Накопление сведений о чем-то новом, насыщение сознания новым информационным содержанием всегда первично по отношению к более глубинным и постепенным трансформациям культуры. В реальной жизни «индивидуальные когнитивные приобретения всегда опережают типологическое становление культуры». Причем «когнитивный результат оказывается культурным достижением, лишь будучи наследуемым на протяжении многих поколений, превращаясь в устоявшуюся матрицу культурного поведения». Межпоколенная преемственность когнитивных результатов, из закрепление в структурных перестройках языка, в стереотипах поведения превращает когнитивный режим в феномен культуры[41].
Специальные труды по истории изучения древнерусской религиозности как сферы взаимодействия христианства и язычества еще не написаны. В отечественной научной литературе имеются лишь небольшие обзоры печатных работ по теме «православно-языческого синкретизма»[42]. Данная глава посвящена рассмотрению наиболее значимых гипотез и позиций отечественных ученых, обращавшихся к анализу соответствующей проблематики.

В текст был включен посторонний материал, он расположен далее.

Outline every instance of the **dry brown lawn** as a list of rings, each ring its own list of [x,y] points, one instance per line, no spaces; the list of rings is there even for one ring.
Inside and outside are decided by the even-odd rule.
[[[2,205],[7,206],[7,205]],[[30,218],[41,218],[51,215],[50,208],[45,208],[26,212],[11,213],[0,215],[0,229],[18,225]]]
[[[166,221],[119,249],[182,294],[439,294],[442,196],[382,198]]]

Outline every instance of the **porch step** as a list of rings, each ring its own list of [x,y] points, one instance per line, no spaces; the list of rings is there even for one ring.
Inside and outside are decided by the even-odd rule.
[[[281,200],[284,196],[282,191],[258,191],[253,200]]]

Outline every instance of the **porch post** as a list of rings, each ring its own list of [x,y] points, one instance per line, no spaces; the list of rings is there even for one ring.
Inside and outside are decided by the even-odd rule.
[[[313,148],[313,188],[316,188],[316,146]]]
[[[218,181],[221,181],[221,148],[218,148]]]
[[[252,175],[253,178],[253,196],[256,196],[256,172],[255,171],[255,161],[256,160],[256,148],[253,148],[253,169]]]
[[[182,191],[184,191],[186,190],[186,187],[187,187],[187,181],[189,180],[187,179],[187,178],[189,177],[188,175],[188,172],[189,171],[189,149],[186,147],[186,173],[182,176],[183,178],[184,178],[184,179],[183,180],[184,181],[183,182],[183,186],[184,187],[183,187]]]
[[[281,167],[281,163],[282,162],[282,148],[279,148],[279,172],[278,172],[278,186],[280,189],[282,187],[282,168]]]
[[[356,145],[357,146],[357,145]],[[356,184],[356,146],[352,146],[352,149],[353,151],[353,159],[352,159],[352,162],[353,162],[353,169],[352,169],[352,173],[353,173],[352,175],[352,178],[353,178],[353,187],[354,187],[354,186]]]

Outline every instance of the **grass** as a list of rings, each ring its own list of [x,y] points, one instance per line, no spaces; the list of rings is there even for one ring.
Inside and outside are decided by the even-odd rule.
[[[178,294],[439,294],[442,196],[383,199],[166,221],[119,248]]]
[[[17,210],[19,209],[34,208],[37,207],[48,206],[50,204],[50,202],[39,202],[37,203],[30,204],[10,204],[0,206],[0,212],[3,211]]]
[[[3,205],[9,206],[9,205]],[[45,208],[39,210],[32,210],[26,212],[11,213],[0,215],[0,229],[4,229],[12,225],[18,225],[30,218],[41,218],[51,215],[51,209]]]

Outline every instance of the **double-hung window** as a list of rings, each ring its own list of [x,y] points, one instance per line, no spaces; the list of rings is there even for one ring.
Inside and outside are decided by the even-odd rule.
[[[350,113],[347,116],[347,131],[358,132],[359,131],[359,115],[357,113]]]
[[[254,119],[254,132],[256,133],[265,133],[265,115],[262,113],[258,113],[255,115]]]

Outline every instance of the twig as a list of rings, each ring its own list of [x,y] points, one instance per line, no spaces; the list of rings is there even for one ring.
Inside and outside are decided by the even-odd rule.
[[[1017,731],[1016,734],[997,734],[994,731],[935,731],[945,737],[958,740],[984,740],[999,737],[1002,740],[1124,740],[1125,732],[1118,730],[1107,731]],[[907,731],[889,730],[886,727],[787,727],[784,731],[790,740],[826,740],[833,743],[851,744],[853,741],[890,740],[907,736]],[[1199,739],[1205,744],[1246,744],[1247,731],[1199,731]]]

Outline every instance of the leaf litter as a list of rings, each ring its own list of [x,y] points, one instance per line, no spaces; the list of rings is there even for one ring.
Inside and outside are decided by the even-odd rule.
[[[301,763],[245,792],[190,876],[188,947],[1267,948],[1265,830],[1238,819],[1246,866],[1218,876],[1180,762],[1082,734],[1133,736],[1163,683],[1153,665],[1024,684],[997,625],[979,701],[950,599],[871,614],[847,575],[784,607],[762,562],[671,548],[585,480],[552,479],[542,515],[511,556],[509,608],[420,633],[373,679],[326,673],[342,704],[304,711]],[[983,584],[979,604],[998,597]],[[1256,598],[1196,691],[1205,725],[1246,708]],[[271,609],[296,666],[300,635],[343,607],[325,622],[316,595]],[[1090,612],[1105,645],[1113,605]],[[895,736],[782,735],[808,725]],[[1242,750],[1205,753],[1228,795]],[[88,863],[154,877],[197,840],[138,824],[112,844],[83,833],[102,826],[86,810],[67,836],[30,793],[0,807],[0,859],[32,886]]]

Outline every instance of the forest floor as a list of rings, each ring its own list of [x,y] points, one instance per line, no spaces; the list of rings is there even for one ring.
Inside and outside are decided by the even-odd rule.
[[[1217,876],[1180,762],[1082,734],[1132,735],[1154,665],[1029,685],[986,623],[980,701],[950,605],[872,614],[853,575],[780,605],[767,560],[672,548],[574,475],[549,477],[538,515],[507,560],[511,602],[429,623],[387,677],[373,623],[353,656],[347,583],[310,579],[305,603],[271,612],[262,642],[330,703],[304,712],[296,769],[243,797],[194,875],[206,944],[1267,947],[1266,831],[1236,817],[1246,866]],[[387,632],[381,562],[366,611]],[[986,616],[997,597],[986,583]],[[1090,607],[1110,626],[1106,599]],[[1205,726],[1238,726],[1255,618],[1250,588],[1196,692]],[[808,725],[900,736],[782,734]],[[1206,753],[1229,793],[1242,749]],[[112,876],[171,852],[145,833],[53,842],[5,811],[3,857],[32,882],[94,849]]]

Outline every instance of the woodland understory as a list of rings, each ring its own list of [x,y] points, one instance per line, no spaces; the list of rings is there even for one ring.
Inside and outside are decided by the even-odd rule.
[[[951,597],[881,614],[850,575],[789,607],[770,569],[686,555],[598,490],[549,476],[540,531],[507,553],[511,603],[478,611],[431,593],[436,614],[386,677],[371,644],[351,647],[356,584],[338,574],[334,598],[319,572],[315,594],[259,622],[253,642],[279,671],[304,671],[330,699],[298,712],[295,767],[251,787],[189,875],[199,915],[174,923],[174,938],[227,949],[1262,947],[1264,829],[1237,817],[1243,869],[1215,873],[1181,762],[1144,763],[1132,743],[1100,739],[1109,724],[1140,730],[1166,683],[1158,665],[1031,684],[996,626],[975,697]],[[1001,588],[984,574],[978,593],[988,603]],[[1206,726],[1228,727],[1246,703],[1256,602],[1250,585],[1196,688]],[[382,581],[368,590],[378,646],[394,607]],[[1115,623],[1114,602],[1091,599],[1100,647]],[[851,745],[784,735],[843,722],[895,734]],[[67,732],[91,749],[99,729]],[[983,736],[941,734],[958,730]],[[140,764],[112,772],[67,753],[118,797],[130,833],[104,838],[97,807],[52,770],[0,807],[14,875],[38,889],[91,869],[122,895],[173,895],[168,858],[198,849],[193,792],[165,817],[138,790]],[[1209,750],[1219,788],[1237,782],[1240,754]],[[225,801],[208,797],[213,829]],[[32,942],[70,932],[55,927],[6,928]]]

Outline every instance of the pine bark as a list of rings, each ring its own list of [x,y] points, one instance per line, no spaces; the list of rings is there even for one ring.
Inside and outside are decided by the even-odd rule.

В российской гуманитарной науке XVIII в. последовательный интерес к проблемам древнерусской религиозности еще не прослеживался. Однако уже в трудах В. Н. Татищева, М. В. Ломоносова и М. М. Щербатова наметились определенные подходы к исследованию духовной жизни Древней Руси. Началось изучение славянского язычества через его сопоставление с античным политеизмом; было выдвинуто положение о крещении во времена Владимира Святого не только Киева, но других областей Русской земли, христианизация которых связывалась с деятельностью первых русских епископов и сыновей великого князя; отмечен постепенный характер утверждения христианства в древнерусском обществе[43].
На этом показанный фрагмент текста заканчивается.